If there isn’t enough pollution o­n the Television as it is, now there are ads you can’t mute. So-called noninvasive advertising, where products are not o­nly places in the show but the plot is built to include the product of choice. It isn’t just the camera lingering o­n a billboard for a few seconds or perhaps the camera focusing in o­n the protagonist’s pop can.  Wired Reports:
In a recent episode of the NBC series Medium, writers had to work the movie Memoirs of a Geisha into the dialogue three times because of a deal the network made with Sony earlier in the season. They even had the characters go o­n a date to an early screening of the movie and bump into friends who had just viewed Geisha to tell them how good it was.

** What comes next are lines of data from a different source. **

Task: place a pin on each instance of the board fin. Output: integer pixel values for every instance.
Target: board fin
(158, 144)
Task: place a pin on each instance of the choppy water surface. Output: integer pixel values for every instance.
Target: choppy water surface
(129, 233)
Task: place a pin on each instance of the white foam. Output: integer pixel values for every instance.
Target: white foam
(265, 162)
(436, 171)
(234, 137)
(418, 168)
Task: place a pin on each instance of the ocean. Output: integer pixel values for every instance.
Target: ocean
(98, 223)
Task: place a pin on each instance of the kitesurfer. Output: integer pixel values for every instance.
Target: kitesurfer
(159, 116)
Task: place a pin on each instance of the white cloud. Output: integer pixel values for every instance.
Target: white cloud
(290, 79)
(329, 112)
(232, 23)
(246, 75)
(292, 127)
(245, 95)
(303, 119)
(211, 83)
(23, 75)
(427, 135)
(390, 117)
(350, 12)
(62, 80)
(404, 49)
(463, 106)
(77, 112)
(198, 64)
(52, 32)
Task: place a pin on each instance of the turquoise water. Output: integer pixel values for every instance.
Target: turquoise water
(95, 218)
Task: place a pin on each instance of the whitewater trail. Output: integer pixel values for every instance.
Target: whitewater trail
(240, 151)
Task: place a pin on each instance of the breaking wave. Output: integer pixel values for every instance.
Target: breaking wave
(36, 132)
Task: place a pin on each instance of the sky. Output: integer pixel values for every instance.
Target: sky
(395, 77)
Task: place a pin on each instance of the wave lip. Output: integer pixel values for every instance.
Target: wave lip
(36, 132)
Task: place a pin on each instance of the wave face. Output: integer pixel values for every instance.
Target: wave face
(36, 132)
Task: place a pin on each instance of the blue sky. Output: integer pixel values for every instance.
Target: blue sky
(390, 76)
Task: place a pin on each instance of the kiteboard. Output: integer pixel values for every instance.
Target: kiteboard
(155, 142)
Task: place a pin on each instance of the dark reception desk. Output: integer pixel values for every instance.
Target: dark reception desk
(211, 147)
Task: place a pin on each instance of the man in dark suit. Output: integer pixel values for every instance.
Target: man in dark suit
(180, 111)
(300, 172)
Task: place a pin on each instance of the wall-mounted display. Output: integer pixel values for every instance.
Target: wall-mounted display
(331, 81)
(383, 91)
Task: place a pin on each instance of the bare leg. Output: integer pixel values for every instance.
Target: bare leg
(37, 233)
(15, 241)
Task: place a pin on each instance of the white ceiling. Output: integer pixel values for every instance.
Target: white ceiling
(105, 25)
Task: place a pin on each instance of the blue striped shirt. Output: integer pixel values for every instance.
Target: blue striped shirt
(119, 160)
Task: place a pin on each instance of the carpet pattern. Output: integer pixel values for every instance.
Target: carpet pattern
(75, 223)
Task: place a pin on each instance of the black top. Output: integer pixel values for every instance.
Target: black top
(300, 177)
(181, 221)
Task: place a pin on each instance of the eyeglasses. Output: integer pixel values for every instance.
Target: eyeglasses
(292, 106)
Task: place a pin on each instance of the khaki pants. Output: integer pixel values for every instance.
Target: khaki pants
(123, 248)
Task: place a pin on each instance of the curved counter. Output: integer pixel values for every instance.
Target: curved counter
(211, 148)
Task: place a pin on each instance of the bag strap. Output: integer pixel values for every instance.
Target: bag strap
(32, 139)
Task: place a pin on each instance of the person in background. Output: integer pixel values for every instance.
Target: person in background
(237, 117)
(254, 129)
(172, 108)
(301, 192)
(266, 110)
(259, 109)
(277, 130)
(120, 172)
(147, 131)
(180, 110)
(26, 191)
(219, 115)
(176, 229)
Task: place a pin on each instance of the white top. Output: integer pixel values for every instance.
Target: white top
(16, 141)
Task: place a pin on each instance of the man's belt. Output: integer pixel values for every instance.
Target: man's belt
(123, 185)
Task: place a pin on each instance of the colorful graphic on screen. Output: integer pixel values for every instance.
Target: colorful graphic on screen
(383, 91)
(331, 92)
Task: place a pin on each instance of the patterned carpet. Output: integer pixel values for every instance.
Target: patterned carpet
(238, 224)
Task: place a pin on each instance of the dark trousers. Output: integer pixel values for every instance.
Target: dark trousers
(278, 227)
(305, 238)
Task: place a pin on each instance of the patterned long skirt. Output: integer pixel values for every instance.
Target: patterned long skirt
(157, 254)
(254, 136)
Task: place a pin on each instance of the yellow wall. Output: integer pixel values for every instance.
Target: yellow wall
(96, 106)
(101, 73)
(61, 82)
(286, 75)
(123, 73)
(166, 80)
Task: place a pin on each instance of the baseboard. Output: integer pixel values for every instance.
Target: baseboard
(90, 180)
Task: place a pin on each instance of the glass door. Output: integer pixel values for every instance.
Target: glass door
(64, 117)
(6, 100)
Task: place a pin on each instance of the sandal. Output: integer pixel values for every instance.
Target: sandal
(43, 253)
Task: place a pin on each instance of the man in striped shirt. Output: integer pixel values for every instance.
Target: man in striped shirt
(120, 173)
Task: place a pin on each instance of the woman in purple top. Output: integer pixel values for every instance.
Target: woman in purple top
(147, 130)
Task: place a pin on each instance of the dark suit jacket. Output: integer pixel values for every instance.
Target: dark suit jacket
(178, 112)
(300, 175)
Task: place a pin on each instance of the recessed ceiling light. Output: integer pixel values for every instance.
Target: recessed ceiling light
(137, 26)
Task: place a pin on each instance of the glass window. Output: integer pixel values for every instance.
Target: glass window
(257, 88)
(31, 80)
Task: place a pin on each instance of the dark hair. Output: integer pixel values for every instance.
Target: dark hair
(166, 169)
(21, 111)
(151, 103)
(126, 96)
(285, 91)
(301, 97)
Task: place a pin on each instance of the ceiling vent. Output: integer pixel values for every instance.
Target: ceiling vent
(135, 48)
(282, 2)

TiVo and other technologies that let the viewer skip over ads have caused Television sponsors to get desperate. They can no longer rely o­n a 30-second spot to sell their products. It is intrusive now, but in a few years when screenwriters will become copywriters and this new persuasive method of product placement inside shows will be almost subliminal. So much of what is in now is placed o­n what people do o­n television, more so with product placement. Is it a show or an advertisement with celebrities and an undercurrent of a plot? Doesn’t the average commercial have its own mini-plot? Hard to tell which is which, kind of makes you wish the V-Chip worked o­n incidents such as these.